Irène Schweizer

November 1, 2006

First Choice: Piano Solo KKL Luzern

Intakt CD 108

Not altering her style one whit despite the location, Irène Schweizer, Switzerland’s pre-eminent improvising pianist, confirms her skills as a player, composer and interpreter on this CD, recorded live at Lucerne’s classical music concert hall whose initials are KKL.

Encompassing child-like fantasias, fortissimo slides and breaks plus internal string manipulated with mallets and toys, Schweizer’s seven pieces range across South African highlife dances, atonal European experimental timbres, and American blues and boogie woogie.
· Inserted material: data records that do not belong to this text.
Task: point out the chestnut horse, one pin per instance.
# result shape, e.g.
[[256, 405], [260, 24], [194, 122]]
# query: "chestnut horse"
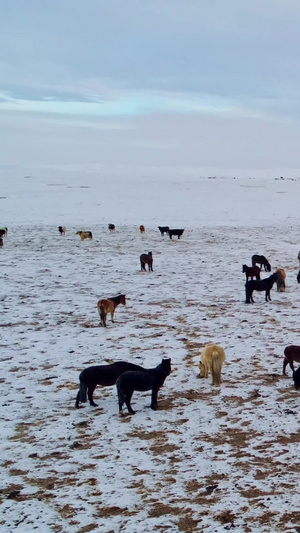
[[251, 272], [108, 305], [291, 354]]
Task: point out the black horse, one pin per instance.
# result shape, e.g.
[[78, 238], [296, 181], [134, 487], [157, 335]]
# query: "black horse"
[[152, 379], [175, 232], [163, 229], [106, 375], [260, 285], [262, 261]]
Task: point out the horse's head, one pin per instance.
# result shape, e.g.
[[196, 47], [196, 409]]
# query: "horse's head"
[[166, 365]]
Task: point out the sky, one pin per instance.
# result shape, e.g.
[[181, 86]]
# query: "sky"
[[138, 86]]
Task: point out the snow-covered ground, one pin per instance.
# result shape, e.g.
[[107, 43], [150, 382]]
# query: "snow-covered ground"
[[211, 458]]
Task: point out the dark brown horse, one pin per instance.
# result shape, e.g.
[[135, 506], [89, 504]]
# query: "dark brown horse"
[[291, 354], [105, 375], [251, 272], [146, 259], [260, 285], [262, 261], [108, 305]]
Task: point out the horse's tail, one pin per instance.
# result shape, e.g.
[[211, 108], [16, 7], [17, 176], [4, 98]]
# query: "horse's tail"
[[82, 394], [121, 395], [102, 314], [216, 367]]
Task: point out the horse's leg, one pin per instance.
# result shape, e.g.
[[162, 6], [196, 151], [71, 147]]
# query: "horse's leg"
[[285, 362], [128, 396], [91, 389], [154, 404]]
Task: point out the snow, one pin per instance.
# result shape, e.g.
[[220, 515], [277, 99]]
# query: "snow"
[[211, 458]]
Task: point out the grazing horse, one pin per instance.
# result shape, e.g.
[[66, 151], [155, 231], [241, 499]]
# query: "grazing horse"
[[291, 353], [152, 379], [281, 276], [84, 234], [259, 285], [251, 272], [176, 232], [108, 305], [163, 229], [62, 230], [211, 360], [147, 259], [263, 261], [105, 375]]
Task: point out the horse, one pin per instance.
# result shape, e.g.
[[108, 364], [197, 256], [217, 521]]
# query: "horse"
[[152, 379], [176, 232], [260, 285], [146, 259], [296, 378], [108, 305], [211, 360], [62, 230], [281, 276], [105, 375], [84, 234], [251, 272], [291, 353], [163, 229], [263, 261]]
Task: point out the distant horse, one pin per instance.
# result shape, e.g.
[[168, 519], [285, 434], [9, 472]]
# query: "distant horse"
[[147, 259], [259, 285], [211, 361], [281, 276], [175, 232], [263, 261], [251, 272], [108, 305], [105, 375], [163, 229], [84, 235], [62, 230], [152, 379], [291, 353]]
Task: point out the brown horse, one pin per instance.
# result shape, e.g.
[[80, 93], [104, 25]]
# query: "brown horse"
[[251, 272], [108, 305], [291, 353], [146, 259]]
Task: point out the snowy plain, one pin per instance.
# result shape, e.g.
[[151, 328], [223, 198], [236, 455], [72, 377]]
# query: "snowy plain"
[[211, 459]]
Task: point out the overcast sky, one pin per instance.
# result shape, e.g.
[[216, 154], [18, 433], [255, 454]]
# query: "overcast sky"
[[150, 83]]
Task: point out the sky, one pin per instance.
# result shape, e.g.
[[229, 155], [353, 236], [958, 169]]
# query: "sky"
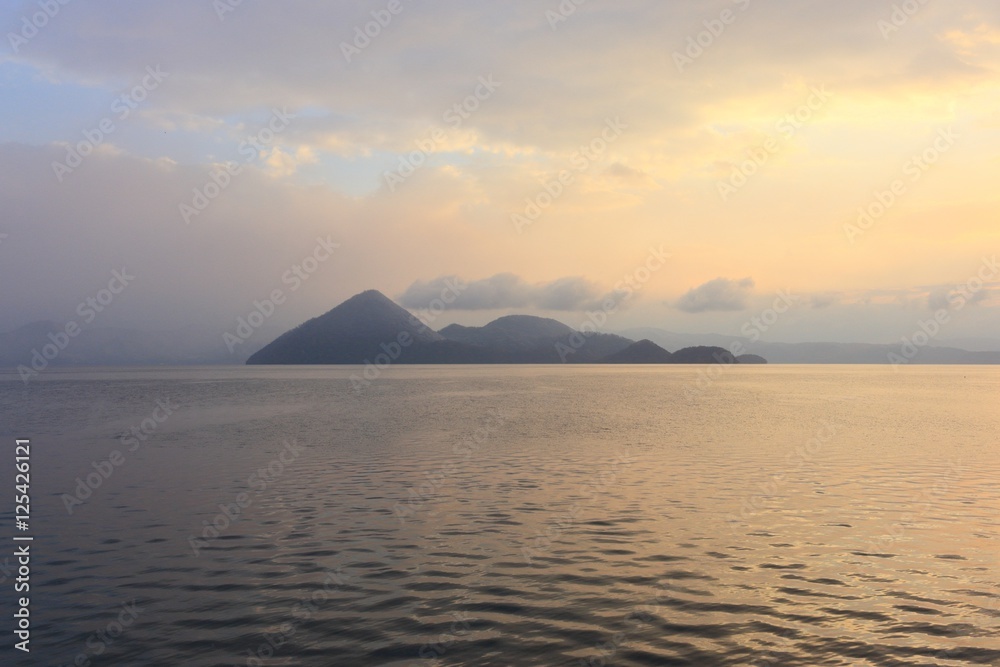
[[830, 165]]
During one number she effectively mocks the venue’s high culture pretensions by scratching the high gloss varnish of the building’s walls while reverberating bottleneck guitar-like slides with hand-stopped piano strings.

Commencing with an almost 19½-minute improvisation that introduces splayed waterfalls of notes, repetitive right-handed slurs plus vibrant, polyphonic overtones, she interpolates standard jazz licks and kwela references before concluding with passing chords and echoing string clusters.

With her touch thick and syncopated as often as it’s organic and gently balladic, the pianist’s Thelonious Monk-like cadences on one number foreshadow her jaunty, stride infused version of his “Oska T.” – the set’s only non-original – which concludes the official program. “Jungle Beats II”, her encore, is a jumpy and jocular summation of the proceedings, melding jazz’s rubato freedom with the recurring tremolo of South African dance themes.

In the fourth decade of her musical career, the Swiss pianist proves without dispute that a well appointed concert hall is one proper place to hear her music – should she want to play there.